The only thing that bothers me about the Plaza Super One is the parking lot. What a wretched mess. My car cries every time I enter.

Also, @Tammy, I mean this in the most calm, non-sarcastic way possible. The only reason I get a frustrated and angry feeling when people buy obviously unhealthy and unnecessary food using any sort of government assistance is because in some very small way, I'm also paying for that crap.

edgeways

about 9 years ago

For what it's worth some food programs such as WIC I believe are a lot more restrictive about food choices.

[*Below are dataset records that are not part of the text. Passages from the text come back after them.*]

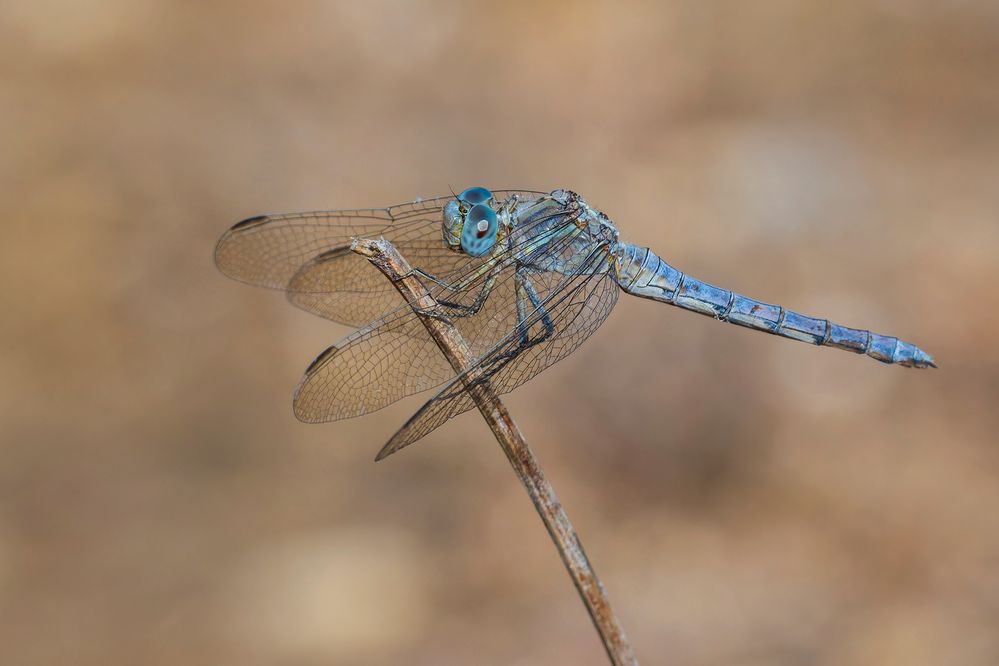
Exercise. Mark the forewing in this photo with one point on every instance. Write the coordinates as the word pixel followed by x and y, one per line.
pixel 394 356
pixel 577 305
pixel 308 255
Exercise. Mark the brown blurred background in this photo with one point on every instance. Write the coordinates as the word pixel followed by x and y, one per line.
pixel 746 500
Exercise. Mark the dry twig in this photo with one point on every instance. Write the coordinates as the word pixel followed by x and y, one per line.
pixel 387 259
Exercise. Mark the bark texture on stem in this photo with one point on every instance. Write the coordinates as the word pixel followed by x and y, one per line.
pixel 387 259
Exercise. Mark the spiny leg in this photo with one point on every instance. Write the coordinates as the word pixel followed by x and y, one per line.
pixel 491 269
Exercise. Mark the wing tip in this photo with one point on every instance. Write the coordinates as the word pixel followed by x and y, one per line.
pixel 249 222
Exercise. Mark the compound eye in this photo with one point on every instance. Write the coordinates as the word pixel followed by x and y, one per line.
pixel 478 235
pixel 475 195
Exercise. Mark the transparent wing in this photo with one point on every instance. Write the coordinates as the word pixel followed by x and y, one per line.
pixel 308 255
pixel 394 356
pixel 576 306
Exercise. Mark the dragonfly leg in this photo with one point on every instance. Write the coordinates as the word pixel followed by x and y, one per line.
pixel 526 293
pixel 492 271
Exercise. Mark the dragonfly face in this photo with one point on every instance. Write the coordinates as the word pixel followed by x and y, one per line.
pixel 470 225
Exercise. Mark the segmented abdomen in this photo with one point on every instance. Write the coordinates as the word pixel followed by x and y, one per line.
pixel 641 272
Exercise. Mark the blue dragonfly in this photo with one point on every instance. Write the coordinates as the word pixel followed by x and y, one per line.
pixel 525 277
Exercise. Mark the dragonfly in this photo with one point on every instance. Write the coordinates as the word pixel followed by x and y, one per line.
pixel 524 276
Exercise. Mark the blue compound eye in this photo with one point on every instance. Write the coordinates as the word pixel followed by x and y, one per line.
pixel 478 234
pixel 475 195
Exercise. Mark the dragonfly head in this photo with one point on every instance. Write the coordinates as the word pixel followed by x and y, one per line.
pixel 470 224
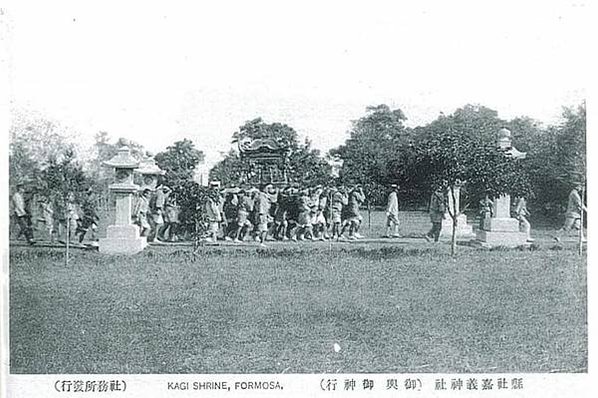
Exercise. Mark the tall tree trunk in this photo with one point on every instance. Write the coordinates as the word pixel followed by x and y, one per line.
pixel 454 237
pixel 454 214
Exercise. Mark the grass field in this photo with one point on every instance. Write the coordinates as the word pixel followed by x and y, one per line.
pixel 243 310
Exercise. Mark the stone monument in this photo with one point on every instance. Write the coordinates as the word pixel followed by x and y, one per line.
pixel 123 237
pixel 463 229
pixel 502 229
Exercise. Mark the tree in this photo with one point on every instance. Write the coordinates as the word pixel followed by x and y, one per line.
pixel 229 171
pixel 305 164
pixel 450 158
pixel 179 162
pixel 374 155
pixel 34 140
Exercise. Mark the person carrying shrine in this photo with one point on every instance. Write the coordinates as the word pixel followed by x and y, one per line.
pixel 244 208
pixel 142 209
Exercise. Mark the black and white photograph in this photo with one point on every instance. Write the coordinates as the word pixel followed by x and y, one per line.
pixel 246 193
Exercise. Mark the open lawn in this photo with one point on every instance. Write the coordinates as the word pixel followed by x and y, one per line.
pixel 245 310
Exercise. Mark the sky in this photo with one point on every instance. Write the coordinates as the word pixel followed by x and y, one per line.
pixel 157 72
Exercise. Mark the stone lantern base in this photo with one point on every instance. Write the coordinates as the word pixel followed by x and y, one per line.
pixel 122 239
pixel 501 232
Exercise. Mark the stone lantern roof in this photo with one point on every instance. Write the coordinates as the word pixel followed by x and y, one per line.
pixel 148 166
pixel 123 159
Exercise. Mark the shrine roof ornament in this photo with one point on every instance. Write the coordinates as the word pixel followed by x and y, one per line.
pixel 123 159
pixel 148 166
pixel 247 145
pixel 504 143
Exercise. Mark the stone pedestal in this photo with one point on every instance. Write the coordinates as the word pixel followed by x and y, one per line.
pixel 501 230
pixel 123 237
pixel 463 229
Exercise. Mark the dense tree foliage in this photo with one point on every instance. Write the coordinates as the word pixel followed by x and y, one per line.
pixel 305 165
pixel 179 161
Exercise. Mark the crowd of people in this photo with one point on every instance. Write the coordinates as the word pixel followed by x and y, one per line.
pixel 60 217
pixel 290 213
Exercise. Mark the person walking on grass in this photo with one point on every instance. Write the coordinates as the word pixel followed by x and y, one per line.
pixel 244 226
pixel 46 216
pixel 338 201
pixel 392 213
pixel 142 209
pixel 213 212
pixel 522 214
pixel 229 208
pixel 573 214
pixel 304 225
pixel 171 218
pixel 486 210
pixel 437 210
pixel 21 214
pixel 262 207
pixel 90 219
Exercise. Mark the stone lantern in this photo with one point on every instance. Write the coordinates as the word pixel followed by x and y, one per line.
pixel 502 229
pixel 123 237
pixel 149 171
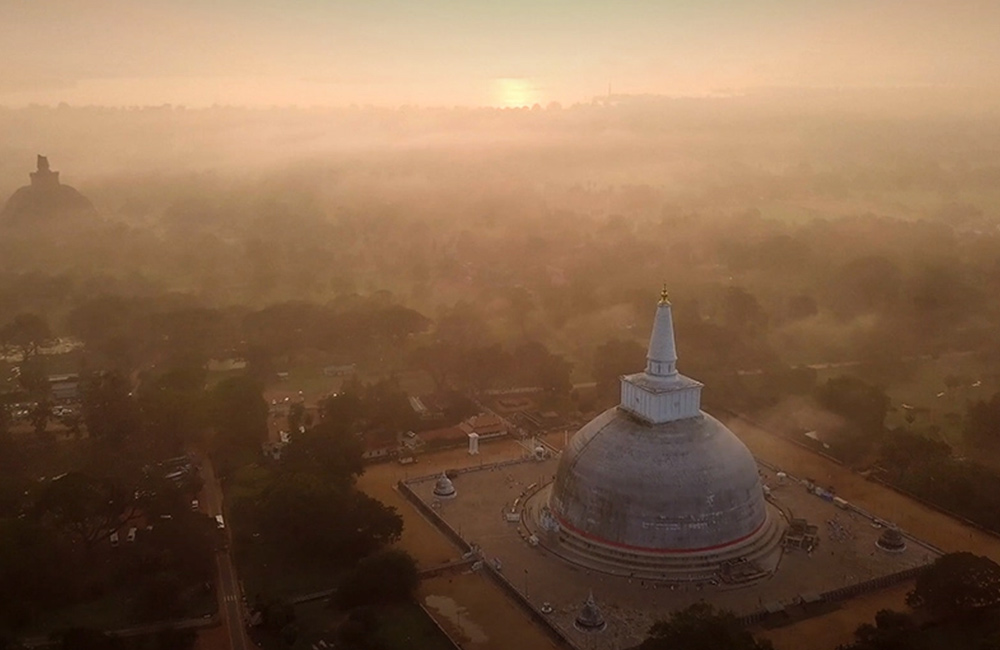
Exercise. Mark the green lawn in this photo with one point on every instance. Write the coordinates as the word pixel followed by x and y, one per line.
pixel 271 571
pixel 115 611
pixel 400 627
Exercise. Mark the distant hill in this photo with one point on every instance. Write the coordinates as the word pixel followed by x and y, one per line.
pixel 44 199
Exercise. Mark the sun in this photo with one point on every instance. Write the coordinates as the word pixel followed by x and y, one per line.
pixel 512 92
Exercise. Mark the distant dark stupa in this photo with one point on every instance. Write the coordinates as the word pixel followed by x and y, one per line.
pixel 46 198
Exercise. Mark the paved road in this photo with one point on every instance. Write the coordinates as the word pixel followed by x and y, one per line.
pixel 230 598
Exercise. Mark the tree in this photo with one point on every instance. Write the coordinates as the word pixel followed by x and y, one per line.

I think EBT is essentially a vehicle for distributing different kinds of financial assistance, so it is not exclusively for food assistance, therefore it is difficult to code in exemptions for its use, especially when you can use the card at ATMs to withdraw cash anyway. 

I know it's all cool and whatnot for some to point to anecdotal evidence to bolster grr grr grr people on food stamps are wasting resources, welfare queens, etc. But, frankly the scale of waste at this level is pretty trivial compared to so many other things and it does tremendous amounts of good. 

You seem pretty intent on provoking people Danny, I'm not sure if you are doing so out of some internal desire to "shake people up," or just want the attention, or basically like pissing people off, or as a performance piece.

Tammi

about 9 years ago

@Danny 

Yes.  You are.

And, no, I don't think it's ridiculous.  In fact, I think it's a really important discussion to have.  Of course, it's not as fun as spewing amusing anecdotes about lower class people.

@girlfromnorthcountry

See above:  EVERYONE is privileged in some way.  You are a working member of the community.  You have a job.  Congratulations.  If your job is ever eliminated and you end up on food stamps, you may look at class issues a little differently.

@Forrest

There is no unnecessary food.  All food has nutritional value to someone.  You want people to eat better? Give them enough money, a place for cooking and storage, and access to a decent variety of food. Then you can worry about the finer points of nutrition.

Tony D.

about 9 years ago

Well, now that the thread has devolved into a debate about WIC and EBT and Danny's delicate ego, I wish I had never started this. Once again, thanks Danny, for always bringing the discussion down to your level.

Paul or Barrett, I sure wouldn't mind if you shut down the comments.